Energy companies are finally starting to come back into favor.
After enduring the longest oil-price collapse in more than a decade, crashing profits and an investor exodus, Europe’s biggest producers are regaining fans as analysts bet earnings bottomed last quarter and will now start to recover.
While Total SA, the region’s second-biggest oil company, will probably post the worst quarterly performance since 2009, it also has the highest proportion of buy ratings in a year, according to analysts surveyed by Bloomberg. Despite similarly bleak forecasts, Royal Dutch Shell Plc, Europe’s No. 1, has the biggest share of buy recommendations since mid-2012 while BP Plc has the most since February.
The ratings show faith in the producers’ ability to weather the commodities rout, which has seen Brent crude tumble by 40 percent in a year and company valuations shrink to at least three-year lows. More analysts now believe that the industry’s sweeping spending cuts, job losses and shuttered output will be sufficient to bolster oil prices and foster profit growth.
“It is possibly a case of being darkest before the dawn,” Lydia Rainforth, a London-based analyst at Barclays Plc, said by e-mail. A pullback in production and delays to projects “make some form of recovery inevitable” in the oil market, she said.
Shell’s B shares, the most widely traded, have increased 15 percent this month, heading for the best performance since April 2008, after previously falling 30 percent this year. Total has gained 12 percent, while BP is up 13 percent, the biggest jump since October 2011. Energy companies are the best performers on the MSCI World Index this month after languishing at the bottom for most of the year.
The rebound comes after the companies made spending cuts to help them ride out the downturn.

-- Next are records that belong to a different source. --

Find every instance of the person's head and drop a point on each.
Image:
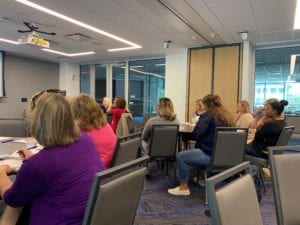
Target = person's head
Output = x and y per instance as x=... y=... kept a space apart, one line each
x=120 y=102
x=106 y=102
x=165 y=109
x=52 y=122
x=243 y=106
x=274 y=108
x=32 y=103
x=87 y=113
x=212 y=104
x=198 y=105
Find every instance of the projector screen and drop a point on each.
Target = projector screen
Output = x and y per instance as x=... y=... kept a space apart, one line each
x=2 y=91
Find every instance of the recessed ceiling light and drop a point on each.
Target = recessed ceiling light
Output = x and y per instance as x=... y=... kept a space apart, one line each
x=68 y=54
x=81 y=24
x=9 y=41
x=297 y=16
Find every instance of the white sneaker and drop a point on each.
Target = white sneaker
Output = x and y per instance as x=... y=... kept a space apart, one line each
x=176 y=191
x=200 y=182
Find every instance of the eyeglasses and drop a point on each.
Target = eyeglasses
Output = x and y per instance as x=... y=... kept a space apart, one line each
x=37 y=95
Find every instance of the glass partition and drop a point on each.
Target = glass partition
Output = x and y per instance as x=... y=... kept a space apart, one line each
x=100 y=82
x=277 y=75
x=146 y=86
x=118 y=80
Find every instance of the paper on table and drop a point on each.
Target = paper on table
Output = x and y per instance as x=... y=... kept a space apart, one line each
x=5 y=138
x=14 y=163
x=29 y=140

Drillers have reduced investments in exploration and production by a record 20 percent this year, International Energy Agency Executive Director Fatih Birol said Oct. 6. Companies also have divested assets, scrapped staff incentives and renegotiated contracts to lower costs.
“Across the board, we see companies working very hard to cut capital and operating expenditure levels and the speed at which this is going is very high,” Occo Roelofsen, Amsterdam-based leader of the oil and gas practice at consultants McKinsey & Co., said by phone Oct. 15. “A lot of business units are starting to cope with the new situation relatively fast as they start to adjust to the new normal.”
While the cutbacks help to buoy balance sheets and cash flow, they hamper explorers’ ability to add oil resources. Shell’s reserves and production have dropped in three of the past four years, while BP’s output has declined about 18 percent since the 2010 Gulf of Mexico oil spill that forced the company to sell assets to pay for the damages.
As cuts bite, companies are making dividends a priority over production growth. Shell Chief Executive Officer Ben Van Beurden said this month he’s “pulling out all the stops” to safeguard shareholder payouts that Shell has maintained since the end of the Second World War.
Oil’s 16-month dive has been brutal, wiping out $397 billion from the value of the 23 companies in the Stoxx Europe 600 Oil & Gas index and driving down earnings.
Total will post adjusted profit of $2.5 billion in the third quarter when it reports on Oct. 29, according to the average of five analyst estimates compiled by Bloomberg. That’s the lowest since the fourth quarter of 2009. Profit at BP, reporting Oct. 27, will drop to $1.3 billion, the lowest in at least five years, while Shell will report $3.3 billion, near the lowest since 2013, analyst estimates show.
Results will subsequently improve, said Ahmed Ben Salem, a Paris-based oil analyst with Oddo & Cie. As a result of spending cuts, the oil companies’ break-even price -- the level at which they can make a cash profit -- is at about $80 a barrel and will fall to $60 by 2017 from $100 last year, he said, without giving an oil-price forecast.
“Oil companies are doing the job and adjusting to this lower-price situation,” Ben Salem said. “They’re resetting their companies to be leaner and more cost-effective, which will only benefit them in the future.”